3) What was your goal for this project?

To explore the complicated nature of identity in modernity in general, with Canada as the entree. And also to take a different approach to the question of the limitation of the notion of the nation-state, something that is increasingly a concern in studies of globalization.

I guess I wanted to think about globalization as a process that began with the first incursions of Europeans into the Atlantic world, rather than with the economic expansion of the twentieth century.

4) Your stated areas of interest, academically, are colonial and post-colonial religion, particularly colonial North America and the impact on indigenous peoples. May I ask where the interest in Aboriginal peoples/cultures came from?

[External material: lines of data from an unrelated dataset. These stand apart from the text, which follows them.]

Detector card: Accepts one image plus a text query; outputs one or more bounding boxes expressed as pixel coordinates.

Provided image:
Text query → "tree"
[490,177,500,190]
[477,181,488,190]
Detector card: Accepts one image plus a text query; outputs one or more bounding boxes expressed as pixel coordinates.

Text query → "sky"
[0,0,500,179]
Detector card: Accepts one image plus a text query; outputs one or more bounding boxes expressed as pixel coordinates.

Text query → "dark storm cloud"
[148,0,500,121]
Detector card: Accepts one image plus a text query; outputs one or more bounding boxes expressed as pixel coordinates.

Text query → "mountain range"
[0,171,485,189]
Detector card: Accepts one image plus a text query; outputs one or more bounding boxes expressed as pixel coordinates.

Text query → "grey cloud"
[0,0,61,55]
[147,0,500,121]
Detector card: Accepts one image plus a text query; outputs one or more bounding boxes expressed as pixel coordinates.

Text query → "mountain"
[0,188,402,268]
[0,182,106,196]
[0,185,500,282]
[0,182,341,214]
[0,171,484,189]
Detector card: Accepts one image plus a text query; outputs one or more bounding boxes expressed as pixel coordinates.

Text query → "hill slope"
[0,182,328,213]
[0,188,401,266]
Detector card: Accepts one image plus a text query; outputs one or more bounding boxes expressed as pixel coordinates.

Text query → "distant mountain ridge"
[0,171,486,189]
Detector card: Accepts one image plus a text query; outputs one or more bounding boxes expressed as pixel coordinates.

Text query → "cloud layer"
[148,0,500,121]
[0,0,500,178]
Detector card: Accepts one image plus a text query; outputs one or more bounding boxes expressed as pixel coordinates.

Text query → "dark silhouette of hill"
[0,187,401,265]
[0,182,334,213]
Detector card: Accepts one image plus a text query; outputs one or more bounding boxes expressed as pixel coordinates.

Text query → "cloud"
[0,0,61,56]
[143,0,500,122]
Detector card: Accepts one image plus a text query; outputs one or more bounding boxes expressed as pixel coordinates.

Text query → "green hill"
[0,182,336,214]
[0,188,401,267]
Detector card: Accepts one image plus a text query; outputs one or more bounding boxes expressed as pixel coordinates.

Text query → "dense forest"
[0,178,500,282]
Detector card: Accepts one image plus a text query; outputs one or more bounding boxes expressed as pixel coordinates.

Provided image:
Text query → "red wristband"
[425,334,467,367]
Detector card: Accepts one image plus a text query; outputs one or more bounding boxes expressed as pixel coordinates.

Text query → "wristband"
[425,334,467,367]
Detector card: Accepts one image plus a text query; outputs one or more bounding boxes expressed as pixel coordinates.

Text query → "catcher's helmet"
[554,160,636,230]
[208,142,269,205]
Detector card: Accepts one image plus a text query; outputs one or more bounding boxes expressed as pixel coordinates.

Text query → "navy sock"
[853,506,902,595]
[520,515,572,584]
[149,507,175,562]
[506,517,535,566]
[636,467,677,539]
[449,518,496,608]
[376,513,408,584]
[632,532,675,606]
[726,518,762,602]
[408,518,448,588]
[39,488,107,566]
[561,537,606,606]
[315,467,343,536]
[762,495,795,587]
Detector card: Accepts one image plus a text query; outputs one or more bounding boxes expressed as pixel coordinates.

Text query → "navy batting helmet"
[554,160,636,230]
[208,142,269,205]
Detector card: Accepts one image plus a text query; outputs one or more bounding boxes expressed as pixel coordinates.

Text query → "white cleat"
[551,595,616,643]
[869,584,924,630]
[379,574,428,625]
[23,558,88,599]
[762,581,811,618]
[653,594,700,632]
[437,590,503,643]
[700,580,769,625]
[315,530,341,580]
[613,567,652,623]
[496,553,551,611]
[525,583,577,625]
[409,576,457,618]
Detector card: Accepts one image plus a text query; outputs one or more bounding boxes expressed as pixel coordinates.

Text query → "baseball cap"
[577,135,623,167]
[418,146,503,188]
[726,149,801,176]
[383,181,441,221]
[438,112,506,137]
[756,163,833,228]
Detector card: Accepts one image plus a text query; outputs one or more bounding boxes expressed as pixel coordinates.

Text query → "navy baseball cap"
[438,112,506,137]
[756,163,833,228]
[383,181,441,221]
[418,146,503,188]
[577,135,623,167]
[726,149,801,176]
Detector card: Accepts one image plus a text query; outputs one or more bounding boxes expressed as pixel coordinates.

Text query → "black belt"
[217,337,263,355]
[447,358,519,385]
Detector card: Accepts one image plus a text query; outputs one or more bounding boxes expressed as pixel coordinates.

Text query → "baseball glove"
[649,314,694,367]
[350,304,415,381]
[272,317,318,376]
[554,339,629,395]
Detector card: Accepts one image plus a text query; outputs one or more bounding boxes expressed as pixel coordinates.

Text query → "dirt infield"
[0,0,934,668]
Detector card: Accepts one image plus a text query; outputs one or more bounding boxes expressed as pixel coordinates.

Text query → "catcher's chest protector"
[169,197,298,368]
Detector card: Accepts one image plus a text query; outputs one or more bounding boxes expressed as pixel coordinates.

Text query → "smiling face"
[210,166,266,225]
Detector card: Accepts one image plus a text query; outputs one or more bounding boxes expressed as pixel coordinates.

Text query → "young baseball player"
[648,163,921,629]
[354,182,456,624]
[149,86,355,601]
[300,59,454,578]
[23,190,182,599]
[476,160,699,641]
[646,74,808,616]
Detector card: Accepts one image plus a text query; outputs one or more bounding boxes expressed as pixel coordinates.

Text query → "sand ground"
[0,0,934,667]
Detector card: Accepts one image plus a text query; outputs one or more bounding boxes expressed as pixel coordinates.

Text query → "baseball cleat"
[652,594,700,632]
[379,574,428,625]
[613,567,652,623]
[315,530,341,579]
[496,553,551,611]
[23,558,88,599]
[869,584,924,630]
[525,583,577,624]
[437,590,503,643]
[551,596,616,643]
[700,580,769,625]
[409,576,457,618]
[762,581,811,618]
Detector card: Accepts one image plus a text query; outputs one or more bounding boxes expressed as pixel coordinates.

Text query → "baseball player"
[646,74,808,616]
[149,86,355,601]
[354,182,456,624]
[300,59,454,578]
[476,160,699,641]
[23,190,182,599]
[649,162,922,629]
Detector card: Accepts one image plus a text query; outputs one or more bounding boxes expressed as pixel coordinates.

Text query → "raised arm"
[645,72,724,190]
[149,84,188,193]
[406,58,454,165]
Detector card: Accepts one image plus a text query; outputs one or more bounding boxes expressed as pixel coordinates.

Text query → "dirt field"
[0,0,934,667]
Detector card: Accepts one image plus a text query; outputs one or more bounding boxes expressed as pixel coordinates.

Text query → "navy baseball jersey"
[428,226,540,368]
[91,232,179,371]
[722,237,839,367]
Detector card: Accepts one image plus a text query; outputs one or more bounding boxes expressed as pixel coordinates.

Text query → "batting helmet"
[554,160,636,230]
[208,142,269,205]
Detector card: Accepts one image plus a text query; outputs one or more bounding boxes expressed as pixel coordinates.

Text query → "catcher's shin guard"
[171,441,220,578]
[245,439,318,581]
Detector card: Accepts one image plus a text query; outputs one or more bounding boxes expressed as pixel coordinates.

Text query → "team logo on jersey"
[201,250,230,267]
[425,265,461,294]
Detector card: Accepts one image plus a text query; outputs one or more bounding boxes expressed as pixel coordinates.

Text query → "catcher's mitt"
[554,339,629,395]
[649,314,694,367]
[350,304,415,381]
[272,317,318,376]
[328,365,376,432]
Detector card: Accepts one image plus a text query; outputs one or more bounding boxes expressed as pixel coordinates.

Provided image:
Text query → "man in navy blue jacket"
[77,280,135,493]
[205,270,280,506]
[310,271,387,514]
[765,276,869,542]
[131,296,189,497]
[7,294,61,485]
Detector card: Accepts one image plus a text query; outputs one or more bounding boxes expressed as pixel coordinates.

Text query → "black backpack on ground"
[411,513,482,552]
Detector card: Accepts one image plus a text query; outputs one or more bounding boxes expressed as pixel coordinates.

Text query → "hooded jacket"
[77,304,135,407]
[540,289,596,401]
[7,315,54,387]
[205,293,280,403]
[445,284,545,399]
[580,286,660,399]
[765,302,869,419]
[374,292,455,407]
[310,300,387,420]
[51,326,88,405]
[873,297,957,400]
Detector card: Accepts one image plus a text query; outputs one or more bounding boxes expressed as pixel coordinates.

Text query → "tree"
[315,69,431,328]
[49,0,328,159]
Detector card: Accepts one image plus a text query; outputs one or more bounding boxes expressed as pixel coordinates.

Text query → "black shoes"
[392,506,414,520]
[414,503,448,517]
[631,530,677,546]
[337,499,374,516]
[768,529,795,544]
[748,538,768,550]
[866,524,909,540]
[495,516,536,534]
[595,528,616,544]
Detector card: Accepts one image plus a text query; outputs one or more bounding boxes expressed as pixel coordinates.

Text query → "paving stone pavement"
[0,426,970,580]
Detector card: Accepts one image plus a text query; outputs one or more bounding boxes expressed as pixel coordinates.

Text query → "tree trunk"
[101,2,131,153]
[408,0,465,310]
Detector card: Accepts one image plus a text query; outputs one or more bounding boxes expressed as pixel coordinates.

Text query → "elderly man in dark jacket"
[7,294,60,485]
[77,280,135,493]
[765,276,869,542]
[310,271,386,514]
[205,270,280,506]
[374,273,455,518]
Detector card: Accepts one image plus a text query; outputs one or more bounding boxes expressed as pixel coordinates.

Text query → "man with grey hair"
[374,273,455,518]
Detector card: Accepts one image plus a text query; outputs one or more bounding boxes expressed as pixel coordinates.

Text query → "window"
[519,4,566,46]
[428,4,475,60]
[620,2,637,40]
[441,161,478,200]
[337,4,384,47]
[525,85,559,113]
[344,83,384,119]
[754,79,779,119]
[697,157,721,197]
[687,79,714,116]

I had completed half of an undergraduate degree when I returned to university in my later twenties to complete the degree. I was attending the University College of Cape Breton, and quickly found myself making friends with other non-traditional students who were Mi’kmaq, from Eskasoni First Nation.

My interest in religion as colonial discourse was sparked by a visiting professor from Syracuse University at that time, and somehow issues relating to colonial and postcolonial relations among Aboriginal and non-aboriginal peoples and the interest in the study of religion just seemed to start moving in tandem with one another. I ended up going to study at Syracuse with Charles H. Long, an eminent historian of religion, whose methodology suited that interest to a T.

5) Tell me a bit about Religion, Writing, and Colonial Resistance: Mathias Carvalho’s Louis Riel and how this book was the natural next step after writing Louis Riel and the Creation of Modern Canada.

Funny as it sounds, it was kind of a spill-over from the bigger book. I had been reading everything I could get my hands on about Riel for a number of years, and the Carvalho poem was part of that. It didn’t really have a place in Louis Riel, so I decided to let it stand on its own in a smaller volume.

8) What’s next for you? What are you working on now?

I’ve been working on intersections of religion, law, and Aboriginal rights the past couple of years. I recently published an article in Canadian Journal of Native Studies on the doctrine of discovery (one of the oldest principles of modern international law) and Canadian constitutional law. I have a couple of other projects I’m currently working on that are situated in the same area of concern.